One of the disappointing things I noticed about the multiplayer is again a drastic drop in graphical quality, but this is only noticeable in the game lobbies where you can look at other players’ loadouts etc. This is a great feature though, as you can check with guns and equipment other players use to give yourself a little inspiration. You can also duck into the firing range in the intermission to test out new guns you’ve unlocked or acquired.
There are some great additions in the multiplayer maps too, from a controllable sun laser that teams will fight for possession of, to a tidal wave that comes in an soaks the lower points of a map. There’s a great map where there’s an active volcano that starts erupting, so you have to evacuate one side of the map (which is quite close-combat orientated) and go to another wider side which changes to a more long-range game.

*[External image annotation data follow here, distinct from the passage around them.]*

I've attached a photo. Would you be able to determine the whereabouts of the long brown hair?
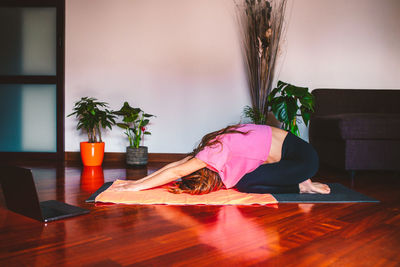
[169,124,248,195]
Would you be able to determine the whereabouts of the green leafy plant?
[268,81,314,136]
[114,102,154,148]
[68,97,117,143]
[243,106,267,124]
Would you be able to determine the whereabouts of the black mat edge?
[85,182,380,203]
[272,183,380,203]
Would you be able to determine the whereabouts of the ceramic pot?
[126,146,148,166]
[81,142,104,166]
[81,166,104,193]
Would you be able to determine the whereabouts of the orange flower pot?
[81,142,104,166]
[81,166,104,193]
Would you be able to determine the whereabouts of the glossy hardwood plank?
[0,162,400,266]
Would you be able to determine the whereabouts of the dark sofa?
[309,89,400,176]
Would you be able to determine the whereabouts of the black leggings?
[235,132,319,193]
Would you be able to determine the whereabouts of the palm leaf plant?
[114,102,154,148]
[68,97,117,143]
[235,0,287,124]
[268,81,314,136]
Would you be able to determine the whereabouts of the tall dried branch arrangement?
[235,0,287,124]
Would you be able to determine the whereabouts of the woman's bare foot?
[299,179,331,194]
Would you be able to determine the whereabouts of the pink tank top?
[195,124,272,188]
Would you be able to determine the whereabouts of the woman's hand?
[111,181,142,191]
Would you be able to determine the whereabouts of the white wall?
[65,0,400,153]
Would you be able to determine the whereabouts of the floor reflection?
[156,206,280,262]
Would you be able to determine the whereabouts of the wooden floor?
[0,163,400,267]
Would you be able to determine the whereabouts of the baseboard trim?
[65,152,187,163]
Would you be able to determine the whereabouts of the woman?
[114,124,330,194]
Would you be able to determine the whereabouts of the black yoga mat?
[272,183,379,203]
[85,182,113,203]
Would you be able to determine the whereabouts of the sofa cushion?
[310,113,400,139]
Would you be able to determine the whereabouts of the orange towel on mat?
[96,180,278,205]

There are very few maps I dislike in Advanced Warfare (save for the really campy Bio-Lab level), and all-in-all I’m enjoying it even though I’ve mostly stuck to Team Deathmatch and Uplink so far.
All things considered, I really like Advanced Warfare. Despite the shortcomings of the last-gen versions of the game (which are purely inconsequential cosmetic issues), it’s a robust game with a decent lifespan for the campaign, and the supply drop and customisation options will keep players going on even long after max prestige.
It’s infinitely better than the debacle that was CoD: Ghosts, not that that’s hard to do. The best way I can describe the game is like a mix of Unreal Tournament, Titanfall and Black Ops 2. It’s fun, it’s fast and it’s probably going to take up a lot of my time.